Though Southgate does not, to my surprise, mention the word “compassion” throughout his thesis in this chapter, I do believe that at its core, this is what he is advocating humans to do when preventing anthropogenic extinction.  Though other animals do have varying degrees of expressing compassion upon their own species or towards another, none can compare with the human capacity for compassion for all species, including plants, and other life forms.  One can argue that God has blessed our species with the cognitive ability to change and enhance our surroundings with technology that no other animal can, so we should bear the moral responsibility to prevent anthropogenic extinctions from happening as it is not only for the interest of creation itself, but also for our own self-interest as well, as Southgate points out.  I agree with Southgate’s somewhat realistic approach in this endeavor as he knows that it is impossible to save every single act of extinction moving forward “but we can see the healing of extinction as a calling to participate in the saving work of God.”  It is interesting to see Southgate’s view of people working side-by-side with God in bringing about this vision.  His vision is driven by personal eschatological convictions based upon the Cross and the Resurrection of Christ.  I believe that he is driven by his belief that Christ’s death and Resurrection radically and fundamentally changed the course of not only human history, but the entire cosmos’ history as well.  Creation might very well have gone the way of extinction and natural selection for billions of years, but with the Christ-event, a new paradigm entered into and disrupted the natural flow of the cosmos, so we must respond in an entirely new way.  Christ’s compassion for us by blessing us with grace and salvation should motivate us to be compassionate with non-human creation and by bearing its sufferings and bringing forth healing.  I am in agreement with Southgate that salvation should not be restricted or interpreted myopically to being only about the saving of human souls to heaven – it is more about the coming of the new heavens and the new earth (Isa 65:17; 66:22; 2 Pet 3:12-13; Rev 21:1).

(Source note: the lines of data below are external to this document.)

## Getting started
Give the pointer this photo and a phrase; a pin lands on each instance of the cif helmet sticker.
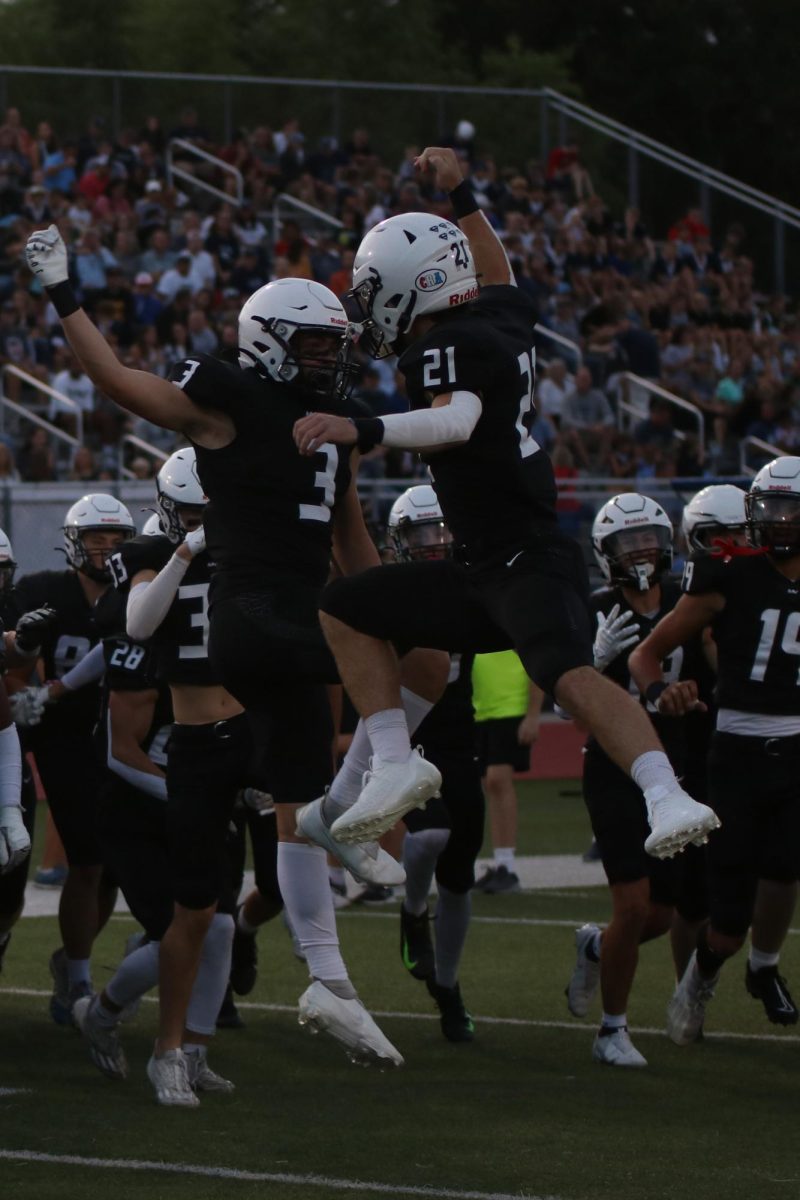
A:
(432, 280)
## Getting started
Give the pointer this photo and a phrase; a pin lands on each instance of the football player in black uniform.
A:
(62, 742)
(166, 579)
(445, 839)
(752, 604)
(517, 582)
(271, 523)
(632, 540)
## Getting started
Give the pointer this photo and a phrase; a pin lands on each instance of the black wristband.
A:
(654, 690)
(370, 430)
(463, 202)
(62, 298)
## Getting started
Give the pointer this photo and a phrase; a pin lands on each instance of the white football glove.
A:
(614, 635)
(28, 706)
(194, 541)
(47, 256)
(14, 840)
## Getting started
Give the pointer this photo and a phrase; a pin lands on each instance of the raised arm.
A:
(491, 262)
(138, 391)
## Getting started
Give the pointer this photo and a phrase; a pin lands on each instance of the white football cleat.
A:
(617, 1050)
(104, 1049)
(349, 1023)
(584, 979)
(390, 791)
(169, 1075)
(686, 1009)
(675, 821)
(200, 1075)
(366, 861)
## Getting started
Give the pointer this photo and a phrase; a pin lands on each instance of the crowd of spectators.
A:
(164, 270)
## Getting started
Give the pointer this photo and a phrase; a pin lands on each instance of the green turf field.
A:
(522, 1111)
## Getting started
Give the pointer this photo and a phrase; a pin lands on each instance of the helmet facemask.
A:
(421, 541)
(774, 522)
(638, 557)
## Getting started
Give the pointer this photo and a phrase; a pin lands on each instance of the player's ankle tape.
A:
(62, 299)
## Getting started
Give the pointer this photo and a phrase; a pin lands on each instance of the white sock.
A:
(78, 971)
(302, 879)
(348, 784)
(136, 975)
(212, 975)
(653, 769)
(758, 959)
(504, 856)
(452, 922)
(420, 853)
(389, 735)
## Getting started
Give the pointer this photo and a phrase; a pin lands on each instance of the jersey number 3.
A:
(325, 480)
(528, 445)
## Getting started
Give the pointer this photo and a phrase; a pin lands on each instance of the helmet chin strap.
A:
(644, 573)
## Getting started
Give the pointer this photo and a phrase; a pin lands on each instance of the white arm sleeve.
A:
(433, 426)
(11, 768)
(149, 603)
(151, 785)
(89, 670)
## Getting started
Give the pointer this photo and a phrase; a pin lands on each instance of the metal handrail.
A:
(758, 444)
(31, 382)
(138, 444)
(300, 205)
(174, 172)
(661, 153)
(561, 341)
(625, 406)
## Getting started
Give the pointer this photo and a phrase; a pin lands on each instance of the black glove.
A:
(32, 627)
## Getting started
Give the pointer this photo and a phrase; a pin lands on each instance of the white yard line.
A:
(515, 1021)
(230, 1173)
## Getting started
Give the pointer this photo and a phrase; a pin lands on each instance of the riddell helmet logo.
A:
(431, 281)
(463, 297)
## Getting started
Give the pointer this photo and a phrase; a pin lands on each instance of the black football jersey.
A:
(130, 667)
(669, 729)
(180, 645)
(498, 487)
(757, 633)
(68, 640)
(269, 508)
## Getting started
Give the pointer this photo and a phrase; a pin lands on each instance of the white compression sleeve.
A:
(151, 785)
(11, 768)
(89, 670)
(149, 603)
(433, 426)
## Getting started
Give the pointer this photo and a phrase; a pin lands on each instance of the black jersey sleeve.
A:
(143, 553)
(705, 573)
(208, 382)
(128, 665)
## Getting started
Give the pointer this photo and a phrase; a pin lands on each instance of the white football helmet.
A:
(152, 527)
(405, 267)
(178, 486)
(715, 511)
(271, 325)
(631, 538)
(416, 526)
(773, 508)
(7, 563)
(96, 511)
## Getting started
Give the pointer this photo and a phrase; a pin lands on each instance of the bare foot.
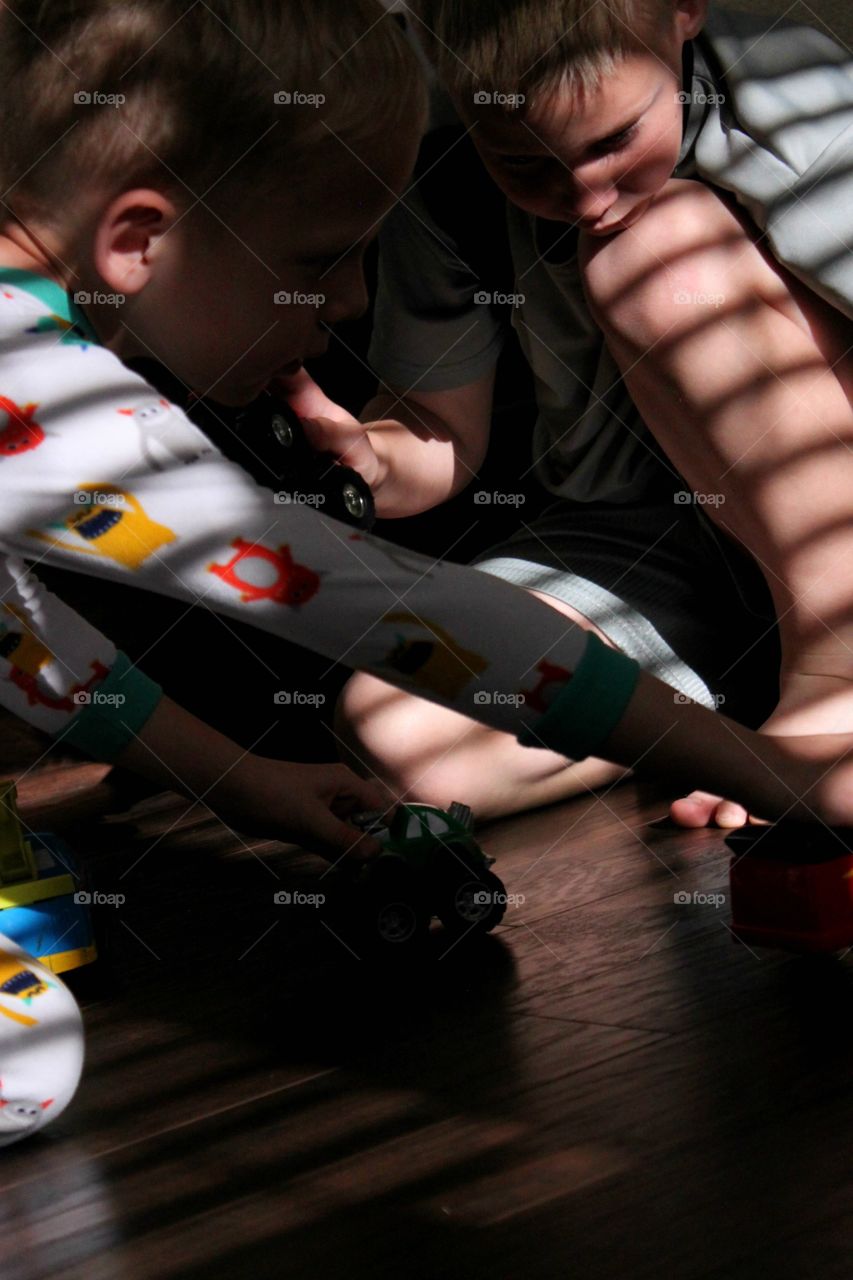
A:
(811, 704)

In regards to Southgate’s example of the non-intervening in the possible extinction of bighorn sheep in Yellowstone due to a natural outbreak of conjunctivitis that decimated their population, I just don’t know enough about the scientific assessment and data scientists had in coming up with their decision to give an honest opinion on whether or not that was the best way possible to deal with that situation.  Southgate advocated for intervention only if the sheep had been threatened with extinction; however, it seems as if this was a natural outbreak of conjunctivitis, not caused by human interference, so he seems to contradict his own mantra to interfere only in instances of anthropogenic extinction. If it had been the case that the disease was caused by human negligence, then I think we would have the moral responsibility to interfere and save the species.